My #ECTRIMS2019 highlight #3 is the elevation of fatigue to be the first secondary outcome measure in a clinical trial. Was this genius or a marketing coup? I would have loved to be a fly on the wall when the steering committee of the OPTIMUM study made the decision to bump fatigue to the top of the secondary outcomes.
If you have MS you know that the most troubling symptom the majority of MSers complain about is fatigue. Therefore for a DMT to be able to claim it reduces fatigue is a big deal. I suspect MSers will find the promise of fatigue reduction a very compelling reason to choose one DMT over another.
The Oral Ponesimod Versus Teriflunomide In Relapsing MUltiple Sclerosis (OPTIMUM) study was positive. Compared to teriflunomide ponesimod reduced the relative annualised relapse rate (ARR) by 30.5% (P<0.0003) and 3-month CDP (confirmed disability progression) by 17% (not significant).

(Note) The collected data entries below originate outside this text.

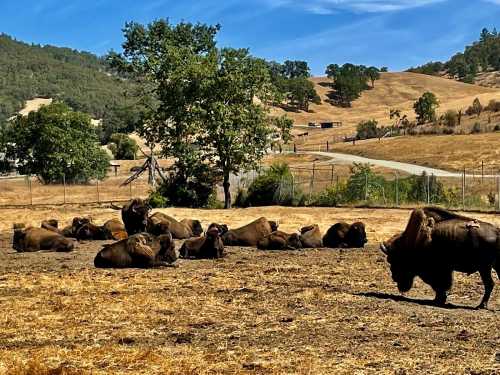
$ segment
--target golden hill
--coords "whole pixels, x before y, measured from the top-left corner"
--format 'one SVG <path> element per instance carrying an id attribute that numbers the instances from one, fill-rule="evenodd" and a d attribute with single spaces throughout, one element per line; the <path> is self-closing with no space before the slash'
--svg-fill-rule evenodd
<path id="1" fill-rule="evenodd" d="M 351 108 L 341 108 L 328 103 L 329 87 L 325 87 L 329 79 L 314 77 L 316 90 L 322 103 L 312 104 L 310 112 L 285 112 L 274 108 L 274 114 L 286 113 L 295 125 L 306 125 L 308 122 L 322 120 L 342 121 L 341 129 L 325 130 L 326 134 L 349 134 L 362 120 L 375 119 L 381 125 L 389 125 L 389 110 L 399 108 L 409 118 L 415 118 L 413 103 L 424 92 L 431 91 L 438 97 L 441 105 L 439 112 L 448 109 L 466 109 L 474 98 L 478 97 L 486 105 L 491 99 L 500 100 L 500 89 L 470 85 L 446 78 L 417 73 L 382 73 L 381 79 L 375 82 L 375 88 L 364 91 L 361 97 L 354 101 Z"/>

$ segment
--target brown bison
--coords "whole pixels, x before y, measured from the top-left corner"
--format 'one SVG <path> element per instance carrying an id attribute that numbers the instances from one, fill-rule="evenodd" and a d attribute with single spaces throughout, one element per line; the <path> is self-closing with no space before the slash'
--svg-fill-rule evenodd
<path id="1" fill-rule="evenodd" d="M 300 242 L 306 249 L 318 249 L 323 247 L 322 234 L 317 224 L 309 225 L 300 229 Z"/>
<path id="2" fill-rule="evenodd" d="M 361 222 L 352 225 L 344 222 L 334 224 L 323 237 L 323 246 L 332 249 L 360 248 L 366 242 L 365 225 Z"/>
<path id="3" fill-rule="evenodd" d="M 257 243 L 261 250 L 297 250 L 302 248 L 300 237 L 297 233 L 285 233 L 280 230 L 272 232 Z"/>
<path id="4" fill-rule="evenodd" d="M 146 231 L 151 206 L 141 198 L 132 199 L 122 207 L 122 220 L 129 235 Z"/>
<path id="5" fill-rule="evenodd" d="M 179 256 L 170 234 L 153 236 L 139 233 L 127 239 L 104 245 L 97 253 L 97 268 L 152 268 L 168 267 Z"/>
<path id="6" fill-rule="evenodd" d="M 207 232 L 213 228 L 217 229 L 217 231 L 219 232 L 219 236 L 222 236 L 224 233 L 226 233 L 229 230 L 229 228 L 226 224 L 212 223 L 208 226 Z"/>
<path id="7" fill-rule="evenodd" d="M 224 256 L 224 244 L 219 230 L 211 227 L 203 237 L 190 238 L 182 244 L 180 255 L 183 258 L 217 259 Z"/>
<path id="8" fill-rule="evenodd" d="M 453 271 L 479 272 L 485 291 L 478 308 L 487 308 L 494 282 L 500 277 L 500 229 L 437 207 L 416 209 L 404 232 L 380 245 L 401 292 L 420 277 L 436 293 L 437 305 L 446 303 Z"/>
<path id="9" fill-rule="evenodd" d="M 128 237 L 125 226 L 118 219 L 106 221 L 102 226 L 93 223 L 83 224 L 75 233 L 76 239 L 84 240 L 123 240 Z"/>
<path id="10" fill-rule="evenodd" d="M 261 217 L 241 228 L 227 231 L 222 236 L 222 242 L 226 246 L 256 247 L 260 240 L 275 232 L 277 227 L 278 225 L 275 222 L 270 222 Z"/>
<path id="11" fill-rule="evenodd" d="M 24 228 L 23 225 L 14 225 L 12 247 L 18 252 L 34 252 L 51 250 L 69 252 L 75 248 L 73 240 L 45 228 Z"/>
<path id="12" fill-rule="evenodd" d="M 203 233 L 199 220 L 184 219 L 177 221 L 175 218 L 161 212 L 156 212 L 148 218 L 147 231 L 155 235 L 163 233 L 168 228 L 172 237 L 177 240 L 198 237 Z"/>

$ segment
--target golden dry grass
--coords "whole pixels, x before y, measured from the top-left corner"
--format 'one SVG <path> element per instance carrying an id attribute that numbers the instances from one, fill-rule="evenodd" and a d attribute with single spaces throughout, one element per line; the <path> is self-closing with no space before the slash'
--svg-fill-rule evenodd
<path id="1" fill-rule="evenodd" d="M 481 161 L 486 171 L 500 169 L 500 134 L 412 136 L 335 144 L 333 151 L 374 159 L 395 160 L 418 165 L 479 173 Z"/>
<path id="2" fill-rule="evenodd" d="M 476 97 L 484 104 L 487 104 L 491 99 L 500 99 L 500 91 L 494 88 L 417 73 L 382 73 L 381 79 L 375 83 L 374 89 L 364 91 L 361 98 L 353 102 L 351 108 L 340 108 L 327 102 L 327 94 L 330 91 L 324 85 L 324 83 L 328 83 L 327 78 L 314 77 L 311 80 L 315 83 L 322 103 L 312 104 L 309 113 L 304 111 L 287 112 L 287 115 L 295 121 L 295 124 L 306 125 L 310 121 L 319 122 L 322 120 L 343 122 L 344 126 L 340 129 L 323 131 L 323 137 L 350 133 L 363 120 L 375 119 L 381 124 L 388 124 L 390 123 L 389 110 L 391 108 L 399 108 L 410 119 L 413 119 L 415 118 L 413 103 L 426 91 L 436 94 L 441 103 L 439 112 L 443 113 L 448 109 L 466 109 Z M 281 109 L 275 109 L 274 112 L 285 113 Z"/>
<path id="3" fill-rule="evenodd" d="M 494 311 L 473 311 L 482 286 L 457 275 L 450 302 L 418 282 L 401 299 L 375 241 L 403 228 L 406 210 L 264 207 L 168 209 L 237 226 L 259 216 L 284 230 L 363 220 L 365 250 L 261 252 L 229 248 L 218 261 L 178 268 L 96 270 L 100 243 L 74 253 L 0 252 L 0 373 L 5 374 L 496 374 Z M 20 218 L 68 220 L 107 209 L 0 210 L 2 229 Z M 498 217 L 480 216 L 500 224 Z M 4 232 L 5 233 L 5 232 Z M 4 241 L 9 234 L 3 235 Z"/>

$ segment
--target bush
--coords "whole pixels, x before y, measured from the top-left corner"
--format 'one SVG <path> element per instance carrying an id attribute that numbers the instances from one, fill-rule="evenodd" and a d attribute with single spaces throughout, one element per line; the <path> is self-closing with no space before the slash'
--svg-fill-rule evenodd
<path id="1" fill-rule="evenodd" d="M 454 128 L 458 124 L 458 113 L 457 111 L 454 111 L 450 109 L 449 111 L 446 111 L 446 113 L 443 115 L 443 123 L 445 126 L 448 126 L 450 128 Z"/>
<path id="2" fill-rule="evenodd" d="M 267 171 L 257 177 L 246 192 L 240 192 L 236 197 L 237 205 L 271 206 L 271 205 L 302 205 L 304 194 L 293 187 L 293 176 L 288 165 L 273 164 Z"/>
<path id="3" fill-rule="evenodd" d="M 165 208 L 168 205 L 168 200 L 158 191 L 153 191 L 148 198 L 149 205 L 152 208 Z"/>
<path id="4" fill-rule="evenodd" d="M 118 160 L 135 160 L 139 146 L 126 134 L 115 133 L 110 138 L 108 148 Z"/>
<path id="5" fill-rule="evenodd" d="M 493 131 L 500 131 L 500 124 L 496 124 L 495 127 L 493 128 Z"/>
<path id="6" fill-rule="evenodd" d="M 472 127 L 471 134 L 478 134 L 478 133 L 481 133 L 481 124 L 479 122 L 476 122 Z"/>
<path id="7" fill-rule="evenodd" d="M 495 99 L 491 99 L 484 110 L 490 112 L 500 112 L 500 102 L 496 101 Z"/>
<path id="8" fill-rule="evenodd" d="M 377 129 L 377 121 L 362 121 L 357 126 L 357 139 L 370 139 L 377 138 L 379 135 L 379 129 Z"/>
<path id="9" fill-rule="evenodd" d="M 317 207 L 337 207 L 339 204 L 346 202 L 346 185 L 338 184 L 326 188 L 321 193 L 317 194 L 314 200 L 310 203 Z"/>
<path id="10" fill-rule="evenodd" d="M 151 193 L 150 199 L 155 199 L 158 204 L 176 207 L 208 207 L 213 200 L 216 178 L 209 167 L 201 163 L 192 174 L 193 177 L 186 179 L 178 171 L 171 172 L 157 190 Z M 158 196 L 165 200 L 160 200 Z"/>
<path id="11" fill-rule="evenodd" d="M 444 128 L 443 134 L 446 134 L 446 135 L 455 134 L 455 130 L 453 130 L 452 128 Z"/>

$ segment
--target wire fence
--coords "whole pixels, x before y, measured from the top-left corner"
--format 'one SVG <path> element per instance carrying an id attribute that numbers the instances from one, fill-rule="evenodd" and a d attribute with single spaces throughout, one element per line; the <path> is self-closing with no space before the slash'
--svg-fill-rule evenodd
<path id="1" fill-rule="evenodd" d="M 444 205 L 450 209 L 500 212 L 500 171 L 468 173 L 461 177 L 407 175 L 398 172 L 354 175 L 338 166 L 290 167 L 291 177 L 276 188 L 277 202 L 304 205 L 368 205 L 404 208 L 416 204 Z M 234 192 L 246 190 L 268 168 L 233 181 Z M 236 183 L 236 185 L 235 185 Z"/>

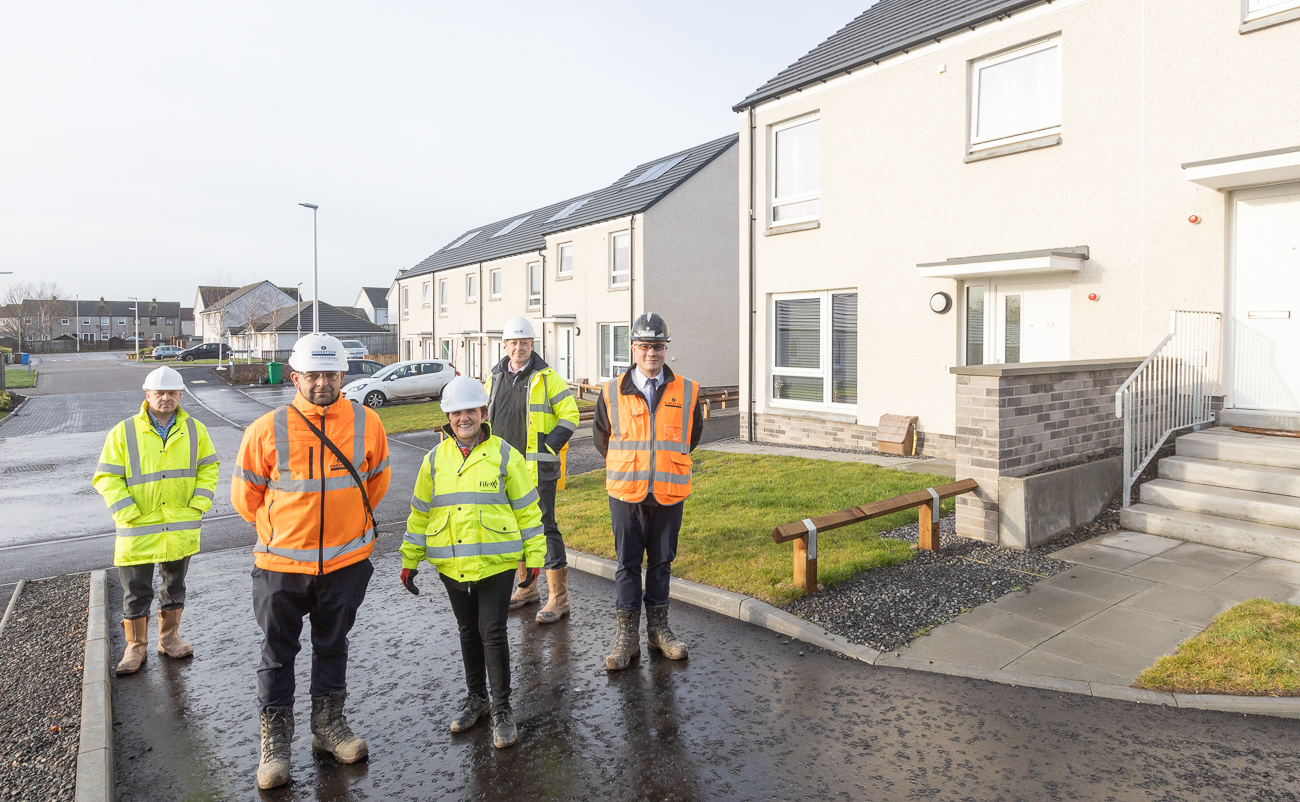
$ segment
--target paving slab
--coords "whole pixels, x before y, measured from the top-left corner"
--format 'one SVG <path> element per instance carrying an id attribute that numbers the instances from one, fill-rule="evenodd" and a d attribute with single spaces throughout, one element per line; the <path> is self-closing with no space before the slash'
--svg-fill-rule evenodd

If you recall this study was one of the studies we asked the Crowd to predict the results of. In fact, they were almost spot-on; they predicted that ponesimod would reduce the ARR and CDP compared to teriflunomide by 33.8% (interquartile range=24.5-44.3%) and 21.2% (interquartile range=10.0-25.0%), respectively. My interpretation is that the Crowd did very well; well done!
When it comes to the S1P wars ponesimod is setting itself up very nicely to go head-2-head with newer entrants, i.e. siponimod and ozanimod. In my opinion, the safety profile of ponesimod is reasonably good, the lack of need for 1st-dose monitoring will put it alongside ozanimod in the S1P Me-Too wars. The question everyone is now asking ‘Will fatigue be the trump card?’. What do you think?